= Earl of Winchester =

Title in the Peerage of England

Earl of Winchester was a title that was created three times in the Peerage of England during the Middle Ages. The first was Saer de Quincy, who received the earldom in 1207/8 after his wife inherited half of the lands of the Beaumont earls of Leicester. This creation became extinct in 1265 upon the death without male heirs of Saer's son Roger de Quincy. In 1322 King Edward II created the elder Hugh le Despenser earl of Winchester. This creation lapsed after Despenser's execution in 1326.

During his exile in 1470–71 Edward IV had been the guest of a Flemish nobleman, Lewis de Bruges. After Edward's return to the throne, Lewis was rewarded with the earldom of Winchester.
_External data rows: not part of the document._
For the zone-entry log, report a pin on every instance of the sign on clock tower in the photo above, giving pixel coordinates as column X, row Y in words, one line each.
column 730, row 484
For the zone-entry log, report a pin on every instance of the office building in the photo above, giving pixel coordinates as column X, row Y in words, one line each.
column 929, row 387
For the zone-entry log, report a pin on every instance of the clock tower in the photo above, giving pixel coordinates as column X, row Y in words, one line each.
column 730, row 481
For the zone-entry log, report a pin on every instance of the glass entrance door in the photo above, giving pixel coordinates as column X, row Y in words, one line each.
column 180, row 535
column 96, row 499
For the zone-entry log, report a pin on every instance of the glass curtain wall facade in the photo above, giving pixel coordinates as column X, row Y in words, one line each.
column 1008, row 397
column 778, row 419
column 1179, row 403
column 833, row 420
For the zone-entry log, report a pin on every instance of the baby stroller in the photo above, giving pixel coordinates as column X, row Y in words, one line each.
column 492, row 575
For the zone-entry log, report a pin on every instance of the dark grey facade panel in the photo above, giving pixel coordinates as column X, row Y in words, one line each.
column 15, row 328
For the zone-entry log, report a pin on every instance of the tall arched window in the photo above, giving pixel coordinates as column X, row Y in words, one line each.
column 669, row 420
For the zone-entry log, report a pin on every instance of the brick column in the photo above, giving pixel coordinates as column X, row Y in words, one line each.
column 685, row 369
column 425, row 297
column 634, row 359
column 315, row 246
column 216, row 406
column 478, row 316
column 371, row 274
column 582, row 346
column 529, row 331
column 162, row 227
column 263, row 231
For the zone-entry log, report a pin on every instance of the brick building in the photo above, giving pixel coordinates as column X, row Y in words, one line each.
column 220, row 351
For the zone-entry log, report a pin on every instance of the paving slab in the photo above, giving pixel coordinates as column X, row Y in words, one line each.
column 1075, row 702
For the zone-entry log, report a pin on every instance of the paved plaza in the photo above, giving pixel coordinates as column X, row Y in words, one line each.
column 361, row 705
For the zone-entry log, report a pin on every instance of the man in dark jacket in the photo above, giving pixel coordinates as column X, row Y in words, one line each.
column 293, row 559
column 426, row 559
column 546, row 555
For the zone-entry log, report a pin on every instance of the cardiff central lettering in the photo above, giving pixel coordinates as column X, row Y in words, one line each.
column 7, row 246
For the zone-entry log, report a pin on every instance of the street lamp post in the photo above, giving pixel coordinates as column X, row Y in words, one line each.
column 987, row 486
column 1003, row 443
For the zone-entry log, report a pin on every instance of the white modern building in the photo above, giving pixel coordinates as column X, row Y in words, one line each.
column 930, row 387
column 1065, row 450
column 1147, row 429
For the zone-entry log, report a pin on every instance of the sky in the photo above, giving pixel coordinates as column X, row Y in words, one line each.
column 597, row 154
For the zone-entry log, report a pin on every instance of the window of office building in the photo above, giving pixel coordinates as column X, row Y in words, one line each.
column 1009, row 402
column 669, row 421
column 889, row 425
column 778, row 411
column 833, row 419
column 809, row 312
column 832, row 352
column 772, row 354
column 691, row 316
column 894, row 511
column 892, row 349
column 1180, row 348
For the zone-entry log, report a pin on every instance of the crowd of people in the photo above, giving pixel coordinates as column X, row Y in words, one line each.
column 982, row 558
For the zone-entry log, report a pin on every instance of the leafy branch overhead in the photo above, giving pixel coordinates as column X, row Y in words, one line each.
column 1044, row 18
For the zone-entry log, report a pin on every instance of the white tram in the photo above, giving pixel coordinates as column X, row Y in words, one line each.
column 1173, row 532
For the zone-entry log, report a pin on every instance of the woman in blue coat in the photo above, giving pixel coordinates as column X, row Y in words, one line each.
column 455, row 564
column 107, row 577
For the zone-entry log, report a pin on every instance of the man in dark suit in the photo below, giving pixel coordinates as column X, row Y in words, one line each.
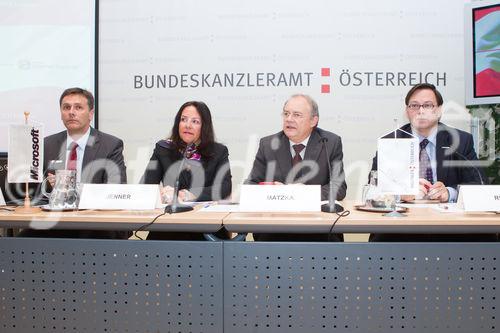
column 97, row 157
column 446, row 158
column 297, row 155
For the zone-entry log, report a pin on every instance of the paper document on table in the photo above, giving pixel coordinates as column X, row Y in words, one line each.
column 448, row 208
column 397, row 161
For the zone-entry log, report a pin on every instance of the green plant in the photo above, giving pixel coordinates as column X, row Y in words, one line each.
column 493, row 115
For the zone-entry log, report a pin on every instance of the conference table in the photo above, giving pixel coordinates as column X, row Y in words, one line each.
column 88, row 285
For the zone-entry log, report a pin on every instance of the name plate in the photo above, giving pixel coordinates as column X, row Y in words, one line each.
column 479, row 198
column 280, row 198
column 119, row 196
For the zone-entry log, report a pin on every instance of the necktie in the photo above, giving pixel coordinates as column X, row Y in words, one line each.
column 425, row 162
column 71, row 165
column 298, row 148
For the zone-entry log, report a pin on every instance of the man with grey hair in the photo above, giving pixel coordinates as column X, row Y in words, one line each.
column 297, row 155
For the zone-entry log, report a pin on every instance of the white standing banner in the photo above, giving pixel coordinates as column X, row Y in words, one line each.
column 25, row 147
column 397, row 163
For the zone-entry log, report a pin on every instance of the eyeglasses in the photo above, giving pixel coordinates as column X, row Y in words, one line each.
column 295, row 115
column 425, row 106
column 192, row 121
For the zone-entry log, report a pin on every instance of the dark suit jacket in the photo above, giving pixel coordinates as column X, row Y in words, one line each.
column 273, row 162
column 208, row 179
column 451, row 176
column 102, row 160
column 102, row 164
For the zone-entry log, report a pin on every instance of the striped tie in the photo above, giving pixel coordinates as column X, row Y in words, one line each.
column 425, row 162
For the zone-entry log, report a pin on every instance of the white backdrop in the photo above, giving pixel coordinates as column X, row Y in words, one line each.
column 47, row 46
column 388, row 44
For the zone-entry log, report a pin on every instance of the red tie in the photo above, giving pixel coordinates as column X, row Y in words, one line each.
column 71, row 165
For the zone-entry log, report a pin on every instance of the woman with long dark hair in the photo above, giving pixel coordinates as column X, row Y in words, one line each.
column 206, row 175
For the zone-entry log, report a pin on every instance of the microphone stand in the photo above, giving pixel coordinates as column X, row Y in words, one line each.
column 176, row 206
column 331, row 206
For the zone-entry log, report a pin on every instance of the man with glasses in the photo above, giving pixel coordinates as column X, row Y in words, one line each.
column 440, row 145
column 297, row 155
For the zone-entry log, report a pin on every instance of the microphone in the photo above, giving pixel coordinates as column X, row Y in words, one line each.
column 175, row 206
column 463, row 157
column 331, row 206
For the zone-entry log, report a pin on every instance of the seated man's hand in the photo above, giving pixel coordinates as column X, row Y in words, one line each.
column 407, row 198
column 424, row 186
column 167, row 194
column 438, row 192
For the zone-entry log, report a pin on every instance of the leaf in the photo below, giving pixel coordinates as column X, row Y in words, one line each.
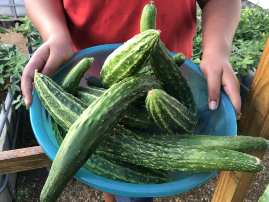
column 3, row 31
column 18, row 53
column 15, row 88
column 10, row 54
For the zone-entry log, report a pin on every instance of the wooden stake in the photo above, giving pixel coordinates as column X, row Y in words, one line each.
column 13, row 161
column 254, row 121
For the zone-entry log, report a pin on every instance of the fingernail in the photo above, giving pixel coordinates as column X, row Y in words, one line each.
column 25, row 100
column 213, row 105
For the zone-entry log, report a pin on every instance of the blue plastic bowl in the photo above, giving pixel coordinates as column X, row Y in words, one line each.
column 221, row 122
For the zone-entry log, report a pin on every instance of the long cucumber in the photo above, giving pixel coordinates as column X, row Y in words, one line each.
column 90, row 129
column 116, row 169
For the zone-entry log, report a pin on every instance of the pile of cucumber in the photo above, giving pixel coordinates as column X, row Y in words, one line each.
column 103, row 127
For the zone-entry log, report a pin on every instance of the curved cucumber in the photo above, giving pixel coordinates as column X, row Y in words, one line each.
column 180, row 158
column 136, row 117
column 149, row 12
column 179, row 59
column 165, row 67
column 90, row 129
column 57, row 102
column 243, row 144
column 169, row 114
column 116, row 169
column 72, row 79
column 129, row 58
column 265, row 196
column 93, row 81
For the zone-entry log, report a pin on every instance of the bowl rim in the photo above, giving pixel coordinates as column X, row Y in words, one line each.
column 116, row 187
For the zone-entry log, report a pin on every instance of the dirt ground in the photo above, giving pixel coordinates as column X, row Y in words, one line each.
column 30, row 183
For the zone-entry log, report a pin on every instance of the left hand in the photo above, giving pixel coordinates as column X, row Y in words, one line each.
column 219, row 73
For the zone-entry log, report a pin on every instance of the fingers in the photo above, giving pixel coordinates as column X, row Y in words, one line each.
column 53, row 63
column 232, row 88
column 224, row 76
column 214, row 85
column 37, row 61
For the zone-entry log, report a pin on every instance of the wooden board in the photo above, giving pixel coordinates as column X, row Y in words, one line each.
column 13, row 161
column 254, row 121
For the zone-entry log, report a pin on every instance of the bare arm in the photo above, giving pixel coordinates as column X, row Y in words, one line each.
column 219, row 22
column 49, row 19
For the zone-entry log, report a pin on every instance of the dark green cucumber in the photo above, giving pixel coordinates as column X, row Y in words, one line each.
column 179, row 59
column 265, row 196
column 165, row 67
column 243, row 144
column 116, row 169
column 90, row 129
column 136, row 117
column 93, row 81
column 149, row 12
column 129, row 58
column 57, row 102
column 167, row 72
column 169, row 114
column 180, row 158
column 72, row 79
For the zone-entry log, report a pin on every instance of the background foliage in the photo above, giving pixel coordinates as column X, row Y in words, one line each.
column 248, row 43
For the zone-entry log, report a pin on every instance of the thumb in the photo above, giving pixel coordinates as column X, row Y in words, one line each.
column 214, row 86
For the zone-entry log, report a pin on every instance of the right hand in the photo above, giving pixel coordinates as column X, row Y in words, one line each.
column 47, row 59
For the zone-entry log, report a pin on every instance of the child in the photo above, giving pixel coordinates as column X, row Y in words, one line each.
column 67, row 26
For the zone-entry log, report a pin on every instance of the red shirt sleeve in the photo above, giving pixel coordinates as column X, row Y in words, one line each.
column 93, row 23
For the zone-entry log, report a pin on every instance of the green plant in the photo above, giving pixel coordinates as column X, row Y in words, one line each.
column 4, row 17
column 29, row 31
column 11, row 66
column 248, row 43
column 23, row 194
column 136, row 117
column 160, row 105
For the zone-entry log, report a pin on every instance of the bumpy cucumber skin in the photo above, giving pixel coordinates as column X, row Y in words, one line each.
column 149, row 12
column 169, row 114
column 136, row 117
column 89, row 130
column 243, row 144
column 93, row 81
column 181, row 158
column 179, row 59
column 129, row 58
column 72, row 79
column 52, row 97
column 265, row 196
column 165, row 67
column 116, row 169
column 167, row 72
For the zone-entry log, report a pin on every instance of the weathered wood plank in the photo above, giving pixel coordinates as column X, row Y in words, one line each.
column 23, row 159
column 254, row 121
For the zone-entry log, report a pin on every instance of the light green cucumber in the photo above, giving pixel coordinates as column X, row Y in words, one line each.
column 180, row 158
column 93, row 81
column 72, row 79
column 179, row 59
column 164, row 66
column 136, row 117
column 129, row 58
column 90, row 129
column 115, row 169
column 169, row 114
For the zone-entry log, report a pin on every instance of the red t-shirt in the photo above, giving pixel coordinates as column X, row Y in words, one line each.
column 93, row 23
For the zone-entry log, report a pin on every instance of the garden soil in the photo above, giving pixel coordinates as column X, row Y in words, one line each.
column 30, row 183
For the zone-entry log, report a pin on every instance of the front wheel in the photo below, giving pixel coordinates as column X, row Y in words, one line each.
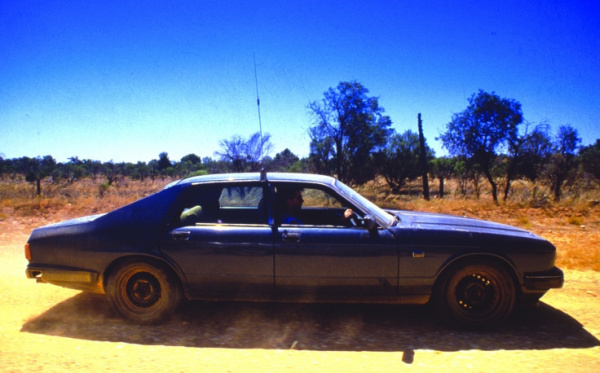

His son, the second Earl, returned it to the crown in 1500.

==Earls of Winchester, 1st Creation (1207)==
- Saer de Quincy, 1st Earl of Winchester (died 1219)
- Roger de Quincy, 2nd Earl of Winchester (died 1264)

==Earls of Winchester, 2nd Creation (1322)==
- Hugh le Despenser, 1st Earl of Winchester (died 1326)

==Earls of Winchester, 3rd Creation (1472)==
- Lewis de Bruges, 1st Earl of Winchester (1427–1492)
- John de Bruges, 2nd Earl of Winchester (1458–1512), renounced peerage 1500.